Lately I’ve been thinking quite a bit about things related to the “Semantic Web”.
This sudden new interest came about during a conversation I was having with José Castro (leader of Lisbon.pm) in which he was telling me about his plans for a service he would like to provide in the Lisbon.pm homepage: he would like to be able to automatically list all the CPAN modules “owned” by the group’s mongers.
As we started talking about this, we concluded right away that in order to achieve that goal we needed a list of all the members and their respective PAUSE accounts and instead of listing that information on a file somewhere we wanted to use something a little more dynamic. This meant that each member would have to host a file (probably some sort of XML formated file) somewhere on the web (maybe even on the group’s server if needed) where {s}
he stated something about h[er|im]
self, which the software than runs the site would parse and then take the necessary steps to gather the rest of the information from CPAN based on that.
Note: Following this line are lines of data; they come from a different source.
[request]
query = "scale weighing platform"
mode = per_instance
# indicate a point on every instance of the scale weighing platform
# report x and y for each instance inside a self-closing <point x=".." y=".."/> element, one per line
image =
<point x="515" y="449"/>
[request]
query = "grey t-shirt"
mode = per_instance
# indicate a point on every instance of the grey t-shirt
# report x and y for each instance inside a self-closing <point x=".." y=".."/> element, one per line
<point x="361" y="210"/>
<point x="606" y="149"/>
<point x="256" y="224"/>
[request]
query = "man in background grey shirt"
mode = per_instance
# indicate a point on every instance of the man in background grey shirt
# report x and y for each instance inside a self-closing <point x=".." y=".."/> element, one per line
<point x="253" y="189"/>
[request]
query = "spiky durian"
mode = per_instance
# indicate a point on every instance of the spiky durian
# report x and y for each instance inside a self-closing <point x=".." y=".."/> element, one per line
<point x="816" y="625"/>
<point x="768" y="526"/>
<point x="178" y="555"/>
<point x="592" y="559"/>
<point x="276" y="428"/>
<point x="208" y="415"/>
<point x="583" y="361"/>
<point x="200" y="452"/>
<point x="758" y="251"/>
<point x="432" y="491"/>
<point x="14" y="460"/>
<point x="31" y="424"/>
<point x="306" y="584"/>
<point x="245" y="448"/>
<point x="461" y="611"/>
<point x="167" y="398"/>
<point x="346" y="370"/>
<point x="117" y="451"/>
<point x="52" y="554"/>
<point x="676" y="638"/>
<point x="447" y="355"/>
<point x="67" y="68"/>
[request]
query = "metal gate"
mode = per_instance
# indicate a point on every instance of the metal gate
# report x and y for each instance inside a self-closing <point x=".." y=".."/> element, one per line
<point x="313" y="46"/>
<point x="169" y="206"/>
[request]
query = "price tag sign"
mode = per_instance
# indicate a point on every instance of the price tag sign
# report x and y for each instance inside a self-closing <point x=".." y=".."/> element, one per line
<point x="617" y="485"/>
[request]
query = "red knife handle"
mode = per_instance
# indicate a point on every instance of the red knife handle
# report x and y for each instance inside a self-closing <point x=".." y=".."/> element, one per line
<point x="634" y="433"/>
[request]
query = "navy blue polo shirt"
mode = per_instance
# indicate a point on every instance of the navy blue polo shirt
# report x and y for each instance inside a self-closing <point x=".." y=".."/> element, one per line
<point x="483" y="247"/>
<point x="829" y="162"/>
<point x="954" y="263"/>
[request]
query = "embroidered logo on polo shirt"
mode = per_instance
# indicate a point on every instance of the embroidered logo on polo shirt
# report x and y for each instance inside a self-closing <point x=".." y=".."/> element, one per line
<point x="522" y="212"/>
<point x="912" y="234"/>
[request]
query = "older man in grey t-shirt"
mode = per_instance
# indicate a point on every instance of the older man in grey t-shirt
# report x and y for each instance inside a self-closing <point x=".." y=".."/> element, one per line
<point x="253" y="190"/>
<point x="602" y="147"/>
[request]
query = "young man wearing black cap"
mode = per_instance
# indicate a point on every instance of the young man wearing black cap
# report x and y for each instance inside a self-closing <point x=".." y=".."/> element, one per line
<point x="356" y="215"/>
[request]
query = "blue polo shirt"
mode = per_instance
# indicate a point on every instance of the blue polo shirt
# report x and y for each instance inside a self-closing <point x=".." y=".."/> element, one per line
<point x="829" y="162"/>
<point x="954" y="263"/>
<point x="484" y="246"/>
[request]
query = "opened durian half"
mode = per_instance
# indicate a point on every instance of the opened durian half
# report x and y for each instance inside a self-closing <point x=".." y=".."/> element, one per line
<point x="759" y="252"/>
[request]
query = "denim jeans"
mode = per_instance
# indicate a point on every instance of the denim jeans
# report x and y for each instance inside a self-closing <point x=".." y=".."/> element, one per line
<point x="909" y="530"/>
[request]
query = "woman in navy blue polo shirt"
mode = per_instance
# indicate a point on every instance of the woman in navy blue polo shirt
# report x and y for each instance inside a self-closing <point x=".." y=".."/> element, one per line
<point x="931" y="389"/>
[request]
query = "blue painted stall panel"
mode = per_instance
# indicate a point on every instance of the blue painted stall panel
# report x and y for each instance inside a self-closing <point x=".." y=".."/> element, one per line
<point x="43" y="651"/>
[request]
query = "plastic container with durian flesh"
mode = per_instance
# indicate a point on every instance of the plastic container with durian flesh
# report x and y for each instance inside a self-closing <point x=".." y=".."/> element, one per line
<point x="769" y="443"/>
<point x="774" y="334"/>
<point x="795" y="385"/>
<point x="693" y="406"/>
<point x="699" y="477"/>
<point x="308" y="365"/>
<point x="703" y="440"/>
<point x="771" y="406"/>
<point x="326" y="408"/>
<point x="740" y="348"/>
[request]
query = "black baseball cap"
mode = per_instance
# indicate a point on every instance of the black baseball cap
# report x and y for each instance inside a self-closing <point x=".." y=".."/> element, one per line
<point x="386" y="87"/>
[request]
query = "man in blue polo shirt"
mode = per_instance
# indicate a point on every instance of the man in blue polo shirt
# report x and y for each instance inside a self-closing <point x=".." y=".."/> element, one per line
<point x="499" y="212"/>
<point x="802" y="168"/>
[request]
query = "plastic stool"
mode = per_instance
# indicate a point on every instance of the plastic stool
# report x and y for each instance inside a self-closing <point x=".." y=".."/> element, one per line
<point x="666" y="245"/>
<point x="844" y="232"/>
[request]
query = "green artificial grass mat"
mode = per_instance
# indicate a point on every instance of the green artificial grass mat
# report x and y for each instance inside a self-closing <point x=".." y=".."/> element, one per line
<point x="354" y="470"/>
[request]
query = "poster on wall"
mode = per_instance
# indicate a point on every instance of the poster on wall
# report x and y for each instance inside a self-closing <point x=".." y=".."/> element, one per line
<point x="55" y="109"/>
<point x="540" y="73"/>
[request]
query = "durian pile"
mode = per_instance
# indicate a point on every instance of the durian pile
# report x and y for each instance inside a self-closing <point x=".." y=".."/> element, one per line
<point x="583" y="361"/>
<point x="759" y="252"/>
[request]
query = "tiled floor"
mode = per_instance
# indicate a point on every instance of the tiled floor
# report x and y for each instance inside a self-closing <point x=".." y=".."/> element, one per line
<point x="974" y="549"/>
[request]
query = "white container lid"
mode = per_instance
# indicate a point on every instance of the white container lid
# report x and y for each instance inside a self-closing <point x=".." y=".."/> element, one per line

Well, José was thinking about using something along the lines of what the London.pm group uses (apparently they went through a similar process some time ago). They developed a XML vocabulary that they use for this purpose.
All well and good but really it felt a bit like re-inventing the wheel to me. The thing is that I had had conversations like this before, although in different contexts, and lately I have, by some twist of fate, been listening to a lot of recorded presentations around the Semantic Web, FoaF, SPARQL and the like to pass up such a good opportunity.
In fact it was Melo who first got me onto the FoaF stuff some time ago and the notion basically lay dormant in the back of my mind just waiting for an opportunity to be used.
So what am I on about with this FoaF, SPARQL and Semantic Web stuff?
Very simply put (very simply, go and look at the websites I link to or google for it if you want to know more), all of this enables machines to gather information about resources on the web –and even things off the web, like people and information about them– and structure it into something that can be automatically manipulated and from which inferences can be made automatically.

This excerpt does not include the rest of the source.